La matinée s’est poursuivie par une présentation d’Isabelle Tisserand, directrice d’Interbev, des programmes d’action soutenus par le comité régional Interbev, notamment l’action Made in Viande, qui s’est déroulée du 17 au 21 mai. L’importance de la prise de parole par les éleveurs pour expliquer le métier a été évoquée. À ce titre, deux formations seront bientôt proposées. L’une portera sur la prise de parole sur les bien-être animal et l’autre concernera les réseaux sociaux.
Les échanges se sont poursuivis avec un état des lieux de la filière bovins viande, réalisé par Philippe Deponge, de la Chambre régionale d’agriculture BFC, dans le cadre de l’audit filière engagé depuis quelques mois et financé par le Conseil régional. La production bovine se compose du cheptel «vache allaitante» (526 000 têtes) et du cheptel «vache laitière» (263 000 têtes). Huit broutards sur dix sont exportés.

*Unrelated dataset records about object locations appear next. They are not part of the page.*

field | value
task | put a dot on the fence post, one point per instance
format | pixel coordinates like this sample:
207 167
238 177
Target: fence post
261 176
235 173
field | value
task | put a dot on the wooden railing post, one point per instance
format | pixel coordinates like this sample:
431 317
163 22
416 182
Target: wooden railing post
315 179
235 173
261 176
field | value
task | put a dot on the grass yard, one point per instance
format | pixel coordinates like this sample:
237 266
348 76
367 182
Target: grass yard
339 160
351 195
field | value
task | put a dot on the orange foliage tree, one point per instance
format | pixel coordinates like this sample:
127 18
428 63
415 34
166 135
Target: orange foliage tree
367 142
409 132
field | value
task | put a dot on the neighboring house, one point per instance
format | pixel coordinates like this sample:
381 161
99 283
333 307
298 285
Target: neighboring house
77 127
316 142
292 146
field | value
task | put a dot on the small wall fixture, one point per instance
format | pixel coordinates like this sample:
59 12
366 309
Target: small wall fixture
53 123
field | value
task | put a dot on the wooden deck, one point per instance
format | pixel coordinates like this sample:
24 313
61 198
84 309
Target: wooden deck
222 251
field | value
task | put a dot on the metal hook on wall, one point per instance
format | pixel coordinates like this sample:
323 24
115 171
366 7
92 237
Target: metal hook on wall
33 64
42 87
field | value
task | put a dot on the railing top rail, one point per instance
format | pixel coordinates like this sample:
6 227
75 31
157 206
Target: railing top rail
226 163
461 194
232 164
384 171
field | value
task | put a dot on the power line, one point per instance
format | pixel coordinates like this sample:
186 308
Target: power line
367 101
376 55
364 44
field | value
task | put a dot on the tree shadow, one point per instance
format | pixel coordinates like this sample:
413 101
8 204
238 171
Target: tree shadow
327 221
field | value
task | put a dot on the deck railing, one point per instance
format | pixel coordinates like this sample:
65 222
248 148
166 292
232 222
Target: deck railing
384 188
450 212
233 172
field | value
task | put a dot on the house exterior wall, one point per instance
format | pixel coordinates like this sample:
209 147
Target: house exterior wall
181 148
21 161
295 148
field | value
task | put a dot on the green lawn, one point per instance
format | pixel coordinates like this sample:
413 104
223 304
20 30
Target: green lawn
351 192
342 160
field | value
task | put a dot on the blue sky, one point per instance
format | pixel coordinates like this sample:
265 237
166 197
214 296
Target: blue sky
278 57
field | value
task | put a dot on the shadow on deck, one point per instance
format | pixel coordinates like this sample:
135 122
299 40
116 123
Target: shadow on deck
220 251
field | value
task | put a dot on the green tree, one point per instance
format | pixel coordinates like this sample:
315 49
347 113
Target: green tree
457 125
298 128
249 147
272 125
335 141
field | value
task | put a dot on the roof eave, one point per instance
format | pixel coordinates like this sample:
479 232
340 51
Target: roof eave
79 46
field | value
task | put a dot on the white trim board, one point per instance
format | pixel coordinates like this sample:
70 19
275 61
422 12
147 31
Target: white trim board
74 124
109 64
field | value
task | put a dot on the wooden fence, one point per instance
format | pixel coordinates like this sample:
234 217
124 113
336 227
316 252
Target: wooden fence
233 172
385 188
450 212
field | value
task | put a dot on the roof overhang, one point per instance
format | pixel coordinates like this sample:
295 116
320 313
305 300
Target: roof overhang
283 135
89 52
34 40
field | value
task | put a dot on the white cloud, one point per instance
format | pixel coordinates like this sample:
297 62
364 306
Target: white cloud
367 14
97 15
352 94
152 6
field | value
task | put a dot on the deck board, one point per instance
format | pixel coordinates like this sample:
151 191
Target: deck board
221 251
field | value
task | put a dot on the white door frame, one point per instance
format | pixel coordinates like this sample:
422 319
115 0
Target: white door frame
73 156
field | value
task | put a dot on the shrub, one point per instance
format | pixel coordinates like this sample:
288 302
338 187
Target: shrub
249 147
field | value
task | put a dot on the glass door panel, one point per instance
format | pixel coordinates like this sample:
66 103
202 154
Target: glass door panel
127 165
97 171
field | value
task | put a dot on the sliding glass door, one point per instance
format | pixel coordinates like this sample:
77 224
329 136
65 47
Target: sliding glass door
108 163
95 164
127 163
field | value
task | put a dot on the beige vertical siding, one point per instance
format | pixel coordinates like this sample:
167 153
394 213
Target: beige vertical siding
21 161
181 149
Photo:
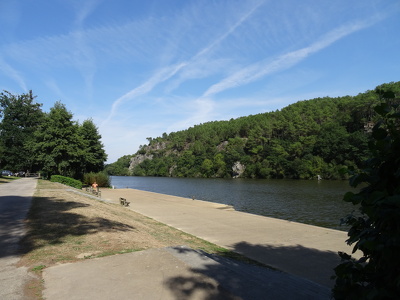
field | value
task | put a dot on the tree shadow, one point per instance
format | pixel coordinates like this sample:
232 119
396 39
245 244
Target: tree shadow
241 280
49 219
313 264
13 210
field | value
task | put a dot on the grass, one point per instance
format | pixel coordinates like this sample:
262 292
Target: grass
68 227
7 179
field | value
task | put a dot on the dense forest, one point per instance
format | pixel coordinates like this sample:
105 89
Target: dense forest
320 136
51 143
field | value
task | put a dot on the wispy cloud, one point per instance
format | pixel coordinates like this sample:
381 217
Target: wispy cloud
262 68
12 73
159 77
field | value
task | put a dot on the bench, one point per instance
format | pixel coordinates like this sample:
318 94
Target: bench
96 191
123 202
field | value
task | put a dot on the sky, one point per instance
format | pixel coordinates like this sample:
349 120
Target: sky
139 68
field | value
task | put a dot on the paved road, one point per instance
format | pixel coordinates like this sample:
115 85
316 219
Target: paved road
15 200
299 249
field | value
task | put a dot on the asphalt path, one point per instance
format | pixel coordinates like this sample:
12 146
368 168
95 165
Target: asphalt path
15 200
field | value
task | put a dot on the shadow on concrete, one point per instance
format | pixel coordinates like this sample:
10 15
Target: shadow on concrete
240 280
13 210
48 219
313 264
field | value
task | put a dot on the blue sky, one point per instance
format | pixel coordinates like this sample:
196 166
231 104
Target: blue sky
142 68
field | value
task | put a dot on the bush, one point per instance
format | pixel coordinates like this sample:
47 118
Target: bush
101 178
67 181
376 233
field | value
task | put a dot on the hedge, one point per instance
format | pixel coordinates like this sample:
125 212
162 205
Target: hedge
67 181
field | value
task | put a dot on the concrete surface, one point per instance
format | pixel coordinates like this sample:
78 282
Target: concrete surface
303 250
15 200
173 273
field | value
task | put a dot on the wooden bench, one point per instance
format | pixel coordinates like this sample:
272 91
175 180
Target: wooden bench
123 202
91 190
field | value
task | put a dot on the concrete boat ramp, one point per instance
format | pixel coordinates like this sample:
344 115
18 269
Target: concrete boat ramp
302 257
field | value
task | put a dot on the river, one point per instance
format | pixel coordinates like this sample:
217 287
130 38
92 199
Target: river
311 202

Jean-Pierre Fleury, président du groupe viande au Copa (Comité des organisations professionnelles agricoles) basé à Bruxelles, a ensuite présenté les dossiers européens et internationaux comme la PAC, les trois défis du Brexit avec (le règlement du «divorce», préparation de la future relation UE27 / Royaume-Uni, le fonctionnement de l’UE à 27), l’impact du CETA sur la viande avec la question des contrôles «qualité», la vérification des modes de production et les conséquences sur les prix (jusqu’à -30 % sur les cours en période d’arrivée des volumes canadiens) et enfin, l’intérêt offensif de tous les pays du Mercosur sur la viande bovine !
Le président du groupe viande au Copa a poursuivi son exposé sur le Droit de la concurrence, dossier qui exige une grande  vigilance et dont les objectifs visent à renforcer la position des producteurs dans la chaîne, de permettre aux agriculteurs de s’organiser, de faciliter collectivement la négociation des prix et la gestion de la production et de légiférer au niveau UE sur les pratiques déloyales.

Emmanuel Bernard, président de la commission Export à Interbev France, a présenté les marchés de la viande bovine à l’export. Le marché de la viande et du vif en filière bovine dépend beaucoup de l’évolution du commerce extérieur. Deux facteurs importants à l’export : la complémentarité car il faut offrir une palette de produits et la capacité à répondre à des volumes. Aujourd’hui, tous les «faiseurs» de viande regardent vers l’export.

Pour s’affirmer sur les marchés à l’export, l’interprofession a créé une nouvelle identité de marque pour la viande bovine française : «French beef, a taste of terroirs». L’objectif est de dynamiser les échanges commerciaux de viande bovine avec l’étranger en misant sur la tradition gastronomique française. «Depuis son lancement ça fait un carton !» appui Emmanuel Bernard.
Parmi les pistes évoqués pour la filière Bovins viande, nous retiendrons que s’il faut chercher à développer l’engraissement en Bourgogne-Franche-Comté, le dispositif «cœur de gamme» d’Éleveur et Engagé peut y contribuer, mais les marchés à l’export représentent aussi un véritable relais de croissance pour la filière bovine régionale. Il est particulièrement important d’envisager l’avenir de la filière en lien avec les attentes des pays étrangers. Le développement des marchés à l’export fait partie des leviers d’action majeurs pour l’équilibre de la filière bovine de Bourgogne-Franche-Comté. Celle-ci à une carte à jouer par un positionnement qualitatif et marketé, avec mise en avant de l’élevage à l’herbe, de la haute valeur génétique des produits à destination des clients ou du suivi vaccinal.